Division of Marital Assets, Including Retirement Accounts
Livonia, Michigan, Attorney for Protection of Your Interests
If you have accumulated substantial property during your marriage or are concerned about keeping specific assets, you may need an attorney with relevant experience in divorces where these complex property division issues arise. The same is true if debt is a concern and home foreclosure or bankruptcy is a possibility.
Since 1979, I have provided solid divorce counsel and representation to men and women across the spectrum of life in southeast Michigan — from wage-earners and trades people to executives, doctors, other highly compensated professionals and business owners. Whatever your concerns or questions about property division, I encourage you to contact me for a free initial consultation.

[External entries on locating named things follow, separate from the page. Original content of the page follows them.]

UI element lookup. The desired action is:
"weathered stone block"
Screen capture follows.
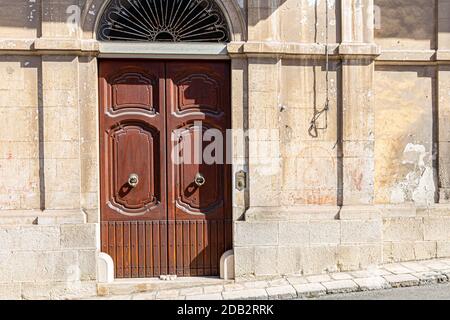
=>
[424,217,450,241]
[384,274,420,288]
[341,219,382,244]
[22,281,97,300]
[234,247,255,278]
[61,223,98,249]
[302,245,338,275]
[78,250,97,281]
[255,247,278,276]
[322,280,359,294]
[222,289,268,300]
[354,277,391,291]
[383,217,424,241]
[234,222,278,247]
[437,241,450,258]
[279,221,310,247]
[0,283,22,300]
[337,244,382,271]
[266,285,297,300]
[294,283,327,298]
[310,221,341,245]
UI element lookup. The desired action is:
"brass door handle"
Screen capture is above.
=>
[128,173,139,188]
[194,172,206,187]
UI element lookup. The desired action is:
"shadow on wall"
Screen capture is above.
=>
[0,0,286,33]
[375,0,438,48]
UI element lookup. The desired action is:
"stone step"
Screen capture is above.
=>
[97,277,234,296]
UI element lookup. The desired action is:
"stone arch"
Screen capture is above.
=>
[81,0,247,41]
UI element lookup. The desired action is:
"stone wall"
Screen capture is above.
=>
[0,0,450,298]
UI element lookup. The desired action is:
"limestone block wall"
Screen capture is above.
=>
[0,224,97,299]
[0,0,450,297]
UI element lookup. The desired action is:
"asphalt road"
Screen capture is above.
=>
[316,283,450,300]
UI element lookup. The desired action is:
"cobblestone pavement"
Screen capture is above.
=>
[88,259,450,300]
[316,283,450,300]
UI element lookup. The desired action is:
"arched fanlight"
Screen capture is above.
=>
[97,0,230,42]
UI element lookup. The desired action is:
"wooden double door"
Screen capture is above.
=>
[99,60,232,278]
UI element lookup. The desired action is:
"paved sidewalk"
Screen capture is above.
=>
[87,259,450,300]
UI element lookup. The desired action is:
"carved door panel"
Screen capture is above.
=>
[166,62,232,276]
[99,60,167,278]
[99,60,231,278]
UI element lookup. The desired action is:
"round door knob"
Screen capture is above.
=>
[128,173,139,188]
[194,172,206,187]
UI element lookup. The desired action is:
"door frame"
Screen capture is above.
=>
[96,42,249,278]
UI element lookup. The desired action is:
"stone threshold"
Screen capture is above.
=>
[83,259,450,300]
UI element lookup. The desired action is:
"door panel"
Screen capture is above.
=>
[99,60,167,278]
[99,60,232,278]
[166,61,232,276]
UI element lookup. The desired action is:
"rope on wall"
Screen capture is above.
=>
[308,0,330,138]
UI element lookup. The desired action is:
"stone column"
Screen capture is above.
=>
[40,55,80,210]
[232,57,249,220]
[434,0,450,203]
[339,0,376,205]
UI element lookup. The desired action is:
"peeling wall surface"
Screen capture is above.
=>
[0,0,450,298]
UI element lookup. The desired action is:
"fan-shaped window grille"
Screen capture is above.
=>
[98,0,230,42]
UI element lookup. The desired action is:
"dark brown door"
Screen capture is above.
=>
[99,60,232,278]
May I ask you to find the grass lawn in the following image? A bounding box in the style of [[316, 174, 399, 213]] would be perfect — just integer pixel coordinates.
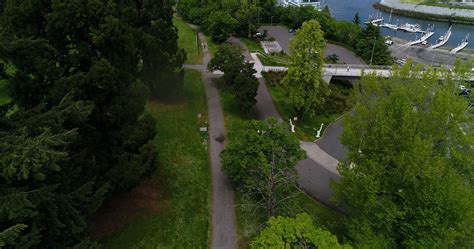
[[239, 37, 265, 54], [101, 70, 211, 249], [173, 17, 203, 64], [267, 84, 342, 141], [218, 83, 343, 248]]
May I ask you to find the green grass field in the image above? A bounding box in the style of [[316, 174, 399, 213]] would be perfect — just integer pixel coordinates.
[[267, 84, 342, 141], [239, 37, 264, 54], [257, 53, 290, 67], [173, 17, 203, 64], [217, 82, 343, 248], [101, 70, 211, 249]]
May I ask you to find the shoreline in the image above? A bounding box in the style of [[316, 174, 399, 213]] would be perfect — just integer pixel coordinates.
[[389, 37, 474, 66], [373, 2, 474, 25]]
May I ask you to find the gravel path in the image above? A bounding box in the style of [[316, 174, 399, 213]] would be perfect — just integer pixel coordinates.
[[231, 38, 342, 208], [185, 32, 237, 249]]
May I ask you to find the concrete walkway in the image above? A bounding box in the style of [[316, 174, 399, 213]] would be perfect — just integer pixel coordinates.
[[185, 32, 237, 249], [232, 40, 342, 208]]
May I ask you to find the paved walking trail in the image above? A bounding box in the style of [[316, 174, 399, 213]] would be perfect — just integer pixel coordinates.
[[229, 37, 345, 208], [185, 31, 237, 249]]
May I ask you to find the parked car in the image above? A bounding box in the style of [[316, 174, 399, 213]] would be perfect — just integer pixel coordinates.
[[397, 59, 407, 66], [253, 32, 264, 38]]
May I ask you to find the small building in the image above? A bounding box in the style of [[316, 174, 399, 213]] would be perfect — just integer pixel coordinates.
[[278, 0, 321, 10]]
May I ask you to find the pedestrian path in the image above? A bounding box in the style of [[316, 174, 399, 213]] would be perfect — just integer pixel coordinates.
[[189, 32, 237, 249]]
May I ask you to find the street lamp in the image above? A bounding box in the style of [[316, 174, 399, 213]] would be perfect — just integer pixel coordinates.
[[369, 37, 377, 66]]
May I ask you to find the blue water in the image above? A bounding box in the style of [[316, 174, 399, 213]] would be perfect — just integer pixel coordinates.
[[323, 0, 474, 49]]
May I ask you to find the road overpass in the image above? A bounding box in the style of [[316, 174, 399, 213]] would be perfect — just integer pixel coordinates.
[[251, 53, 474, 82]]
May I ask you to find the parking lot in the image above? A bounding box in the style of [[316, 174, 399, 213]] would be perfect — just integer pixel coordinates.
[[259, 26, 365, 64]]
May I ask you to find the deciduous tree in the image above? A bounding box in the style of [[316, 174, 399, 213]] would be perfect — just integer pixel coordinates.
[[335, 65, 474, 248], [221, 119, 304, 216], [250, 213, 351, 249], [283, 20, 329, 117]]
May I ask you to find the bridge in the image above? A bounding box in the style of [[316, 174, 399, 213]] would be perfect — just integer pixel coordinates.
[[250, 53, 474, 82]]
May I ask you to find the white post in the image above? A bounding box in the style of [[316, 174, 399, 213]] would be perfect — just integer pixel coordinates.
[[316, 123, 324, 138], [290, 118, 295, 133]]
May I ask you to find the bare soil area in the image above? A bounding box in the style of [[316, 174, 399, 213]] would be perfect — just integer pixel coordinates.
[[90, 178, 166, 240]]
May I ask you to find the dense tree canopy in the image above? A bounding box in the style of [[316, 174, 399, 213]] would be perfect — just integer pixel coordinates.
[[355, 24, 393, 65], [0, 0, 184, 248], [221, 119, 304, 216], [283, 20, 329, 117], [250, 213, 351, 249], [335, 61, 474, 248], [208, 44, 258, 114]]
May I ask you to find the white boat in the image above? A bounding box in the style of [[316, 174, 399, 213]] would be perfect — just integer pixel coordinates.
[[450, 34, 469, 54], [408, 25, 434, 46], [380, 23, 398, 30], [380, 19, 398, 30], [429, 26, 451, 49], [398, 23, 424, 33], [365, 13, 383, 26]]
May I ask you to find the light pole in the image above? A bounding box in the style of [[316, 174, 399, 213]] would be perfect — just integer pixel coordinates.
[[369, 37, 377, 66]]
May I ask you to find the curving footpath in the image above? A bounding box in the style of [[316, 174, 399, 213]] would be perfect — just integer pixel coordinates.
[[185, 32, 237, 249], [229, 38, 345, 209]]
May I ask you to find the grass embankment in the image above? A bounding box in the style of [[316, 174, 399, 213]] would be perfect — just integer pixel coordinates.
[[103, 70, 211, 248], [173, 17, 203, 64], [217, 82, 342, 248]]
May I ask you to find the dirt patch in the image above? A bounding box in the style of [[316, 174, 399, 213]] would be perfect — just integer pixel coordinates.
[[90, 178, 163, 240]]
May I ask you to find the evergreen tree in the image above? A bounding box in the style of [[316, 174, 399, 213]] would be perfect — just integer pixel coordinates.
[[0, 0, 185, 245], [355, 24, 393, 65], [352, 12, 360, 25]]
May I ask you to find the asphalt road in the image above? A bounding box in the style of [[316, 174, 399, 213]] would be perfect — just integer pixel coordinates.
[[259, 26, 365, 65], [228, 35, 345, 208], [195, 33, 237, 249], [316, 118, 347, 161]]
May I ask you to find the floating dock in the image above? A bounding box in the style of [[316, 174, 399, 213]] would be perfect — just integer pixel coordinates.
[[450, 34, 469, 54], [429, 26, 451, 49], [408, 26, 434, 46]]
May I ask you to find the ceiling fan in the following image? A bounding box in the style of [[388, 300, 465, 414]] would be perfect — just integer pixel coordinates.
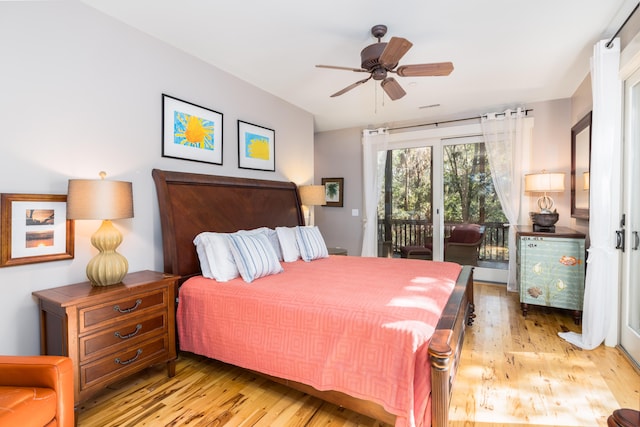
[[316, 25, 453, 101]]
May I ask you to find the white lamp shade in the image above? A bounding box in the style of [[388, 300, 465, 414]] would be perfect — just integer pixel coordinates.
[[524, 172, 564, 193], [67, 179, 133, 219], [298, 185, 327, 206]]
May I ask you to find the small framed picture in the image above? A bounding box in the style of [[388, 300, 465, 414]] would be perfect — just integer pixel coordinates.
[[238, 120, 276, 172], [322, 178, 344, 208], [162, 94, 222, 165], [0, 193, 73, 267]]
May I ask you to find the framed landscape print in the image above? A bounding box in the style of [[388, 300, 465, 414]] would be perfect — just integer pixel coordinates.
[[238, 120, 276, 172], [0, 193, 73, 267], [322, 178, 344, 208], [162, 94, 222, 165]]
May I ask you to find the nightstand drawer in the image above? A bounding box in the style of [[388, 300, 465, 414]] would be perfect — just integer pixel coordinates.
[[80, 335, 169, 391], [79, 310, 167, 362], [78, 289, 167, 334]]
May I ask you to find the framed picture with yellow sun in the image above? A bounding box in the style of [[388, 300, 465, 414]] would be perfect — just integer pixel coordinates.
[[162, 94, 222, 165], [238, 120, 276, 172]]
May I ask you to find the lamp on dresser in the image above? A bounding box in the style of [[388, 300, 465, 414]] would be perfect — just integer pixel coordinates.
[[298, 185, 327, 225], [524, 170, 564, 232], [67, 172, 133, 286]]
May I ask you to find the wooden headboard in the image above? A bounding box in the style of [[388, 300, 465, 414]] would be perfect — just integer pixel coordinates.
[[152, 169, 304, 280]]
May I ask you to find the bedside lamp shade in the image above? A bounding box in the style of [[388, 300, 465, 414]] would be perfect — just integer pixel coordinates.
[[298, 185, 327, 229], [524, 171, 564, 213], [67, 172, 133, 286], [299, 185, 327, 206]]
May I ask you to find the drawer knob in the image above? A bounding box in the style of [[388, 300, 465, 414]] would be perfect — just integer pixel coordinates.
[[113, 298, 142, 313], [114, 323, 142, 340], [115, 348, 142, 365]]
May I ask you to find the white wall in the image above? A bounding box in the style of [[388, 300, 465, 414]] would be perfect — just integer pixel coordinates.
[[0, 2, 313, 354]]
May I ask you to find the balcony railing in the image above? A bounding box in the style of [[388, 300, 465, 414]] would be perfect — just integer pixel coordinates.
[[378, 219, 509, 262]]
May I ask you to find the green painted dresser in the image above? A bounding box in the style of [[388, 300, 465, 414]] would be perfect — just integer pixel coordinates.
[[516, 226, 585, 324]]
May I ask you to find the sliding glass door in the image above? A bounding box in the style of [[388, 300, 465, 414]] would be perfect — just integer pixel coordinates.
[[620, 70, 640, 365], [378, 135, 509, 281]]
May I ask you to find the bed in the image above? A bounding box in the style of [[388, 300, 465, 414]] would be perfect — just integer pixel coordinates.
[[152, 169, 474, 427]]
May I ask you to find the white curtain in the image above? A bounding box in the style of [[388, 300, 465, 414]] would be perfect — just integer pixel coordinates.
[[559, 39, 623, 350], [482, 108, 530, 291], [362, 129, 389, 257]]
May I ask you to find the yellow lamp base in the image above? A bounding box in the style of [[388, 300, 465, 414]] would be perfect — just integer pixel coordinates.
[[87, 220, 129, 286]]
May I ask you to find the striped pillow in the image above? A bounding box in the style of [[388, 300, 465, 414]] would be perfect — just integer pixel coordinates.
[[296, 226, 329, 261], [229, 233, 283, 283]]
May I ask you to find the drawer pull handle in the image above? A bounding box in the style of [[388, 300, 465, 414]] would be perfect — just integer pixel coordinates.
[[113, 298, 142, 313], [114, 323, 142, 340], [115, 348, 142, 365]]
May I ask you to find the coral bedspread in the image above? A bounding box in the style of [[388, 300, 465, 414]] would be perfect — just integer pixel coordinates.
[[177, 256, 461, 427]]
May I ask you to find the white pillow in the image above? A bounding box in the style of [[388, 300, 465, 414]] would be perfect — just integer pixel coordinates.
[[296, 226, 329, 261], [193, 231, 238, 282], [193, 233, 213, 279], [276, 227, 300, 262], [229, 233, 283, 283], [238, 227, 282, 261]]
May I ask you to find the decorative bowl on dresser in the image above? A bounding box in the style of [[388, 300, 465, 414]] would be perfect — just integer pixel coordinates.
[[33, 271, 178, 406]]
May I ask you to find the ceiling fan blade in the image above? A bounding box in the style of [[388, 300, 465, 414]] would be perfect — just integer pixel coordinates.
[[380, 77, 407, 101], [331, 76, 371, 98], [395, 62, 453, 77], [378, 37, 413, 69], [316, 65, 369, 73]]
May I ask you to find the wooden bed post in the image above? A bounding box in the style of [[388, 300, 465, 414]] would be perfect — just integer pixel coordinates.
[[429, 266, 475, 427]]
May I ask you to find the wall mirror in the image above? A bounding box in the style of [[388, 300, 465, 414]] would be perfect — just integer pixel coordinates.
[[571, 113, 591, 219]]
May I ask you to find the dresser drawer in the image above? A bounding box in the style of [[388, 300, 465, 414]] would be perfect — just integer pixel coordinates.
[[80, 335, 169, 391], [79, 310, 167, 362], [78, 288, 167, 335]]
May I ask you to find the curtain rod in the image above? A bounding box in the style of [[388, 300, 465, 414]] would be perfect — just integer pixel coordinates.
[[604, 3, 640, 49], [387, 108, 533, 131]]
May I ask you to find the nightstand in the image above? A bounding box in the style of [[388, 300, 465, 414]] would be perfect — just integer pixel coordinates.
[[516, 226, 585, 324], [327, 247, 347, 255], [33, 271, 178, 405]]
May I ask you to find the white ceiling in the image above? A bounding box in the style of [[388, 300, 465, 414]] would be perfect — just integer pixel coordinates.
[[83, 0, 636, 131]]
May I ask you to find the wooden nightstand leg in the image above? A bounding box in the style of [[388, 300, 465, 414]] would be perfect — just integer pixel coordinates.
[[167, 359, 176, 378], [520, 302, 529, 317], [573, 310, 582, 325]]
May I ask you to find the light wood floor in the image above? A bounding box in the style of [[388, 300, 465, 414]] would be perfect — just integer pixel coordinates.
[[78, 283, 640, 427]]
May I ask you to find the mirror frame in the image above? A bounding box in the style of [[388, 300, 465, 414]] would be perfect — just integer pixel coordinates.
[[571, 112, 591, 219]]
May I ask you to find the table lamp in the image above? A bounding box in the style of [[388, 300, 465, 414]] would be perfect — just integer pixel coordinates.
[[298, 185, 327, 225], [67, 172, 133, 286], [524, 171, 564, 232]]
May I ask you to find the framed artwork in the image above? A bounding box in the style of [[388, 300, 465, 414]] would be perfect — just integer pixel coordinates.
[[238, 120, 276, 172], [162, 94, 222, 165], [322, 178, 344, 208], [0, 193, 74, 267]]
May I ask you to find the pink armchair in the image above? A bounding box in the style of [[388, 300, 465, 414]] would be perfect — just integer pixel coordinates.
[[0, 356, 75, 427]]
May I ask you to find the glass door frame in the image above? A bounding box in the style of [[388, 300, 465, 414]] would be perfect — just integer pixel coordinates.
[[619, 67, 640, 366], [387, 123, 508, 283]]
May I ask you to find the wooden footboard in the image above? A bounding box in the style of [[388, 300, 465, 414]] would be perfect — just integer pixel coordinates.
[[429, 266, 475, 427]]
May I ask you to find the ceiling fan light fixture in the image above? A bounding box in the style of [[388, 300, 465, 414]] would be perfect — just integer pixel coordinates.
[[316, 25, 453, 101], [380, 77, 407, 101]]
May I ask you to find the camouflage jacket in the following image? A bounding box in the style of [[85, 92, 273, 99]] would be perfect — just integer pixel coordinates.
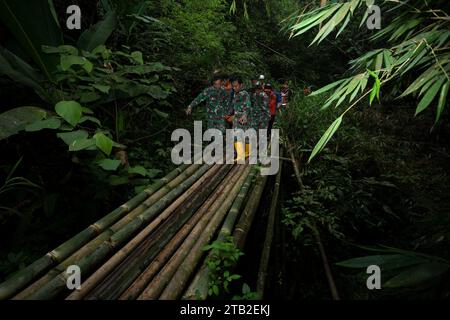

Dividing Assets and Debts — Pensions and Retirement Accounts — Dealing with Disputes
Some of the greatest shocks divorcing people encounter involve recognition of realities
- All marital assets that have been accumulated or "commingled" during the marriage are subject to division in the property settlement, regardless of who directly earned or used them
- Individual pensions and retirement accounts, such as 401(k) plans, that have increased in value during the marriage are also subject to division, to the extent of the marital increase
- Negotiations can become critical because of disputes over assets either party claims as separate (premarital or inherited), valuation of a family business, allegations that either the husband or wife has squandered or is hiding assets, and a wide range of other issues
- Allegations of "fault" in the divorce — such as adultery, domestic violence or substance abuse — can be considered by our courts and influence your property settlement
See my FAQ (Frequently Asked Questions) for some examples of asset division issues, or my page on separate property
Creative and Practical Solutions Driven By Your Priorities
Emerging from your divorce in the best possible financial shape may depend on your attorney's ability to develop equitable "buy-outs" for certain assets or tradeoffs based on your priorities. Depending on your situation, you may need a solid valuation of your family business, dependable appraisals of certain assets, or an asset tracing/forensic accounting effort to show your divorcing spouse's actual income or status. The courts have ruled that, just because a business cannot be sold does not mean that it does not have a value. There are multiple ways to value a business; and often the value is the value that it has to the owner and operator, not what a buyer would pay for it. Arguments can be made on both sides, and I know the ones to make, depending on whether you are the owner or the owner's spouse.
These are among my strengths as a longstanding family law attorney, along with an ability to take a long-range view on tax implications and other financial considerations.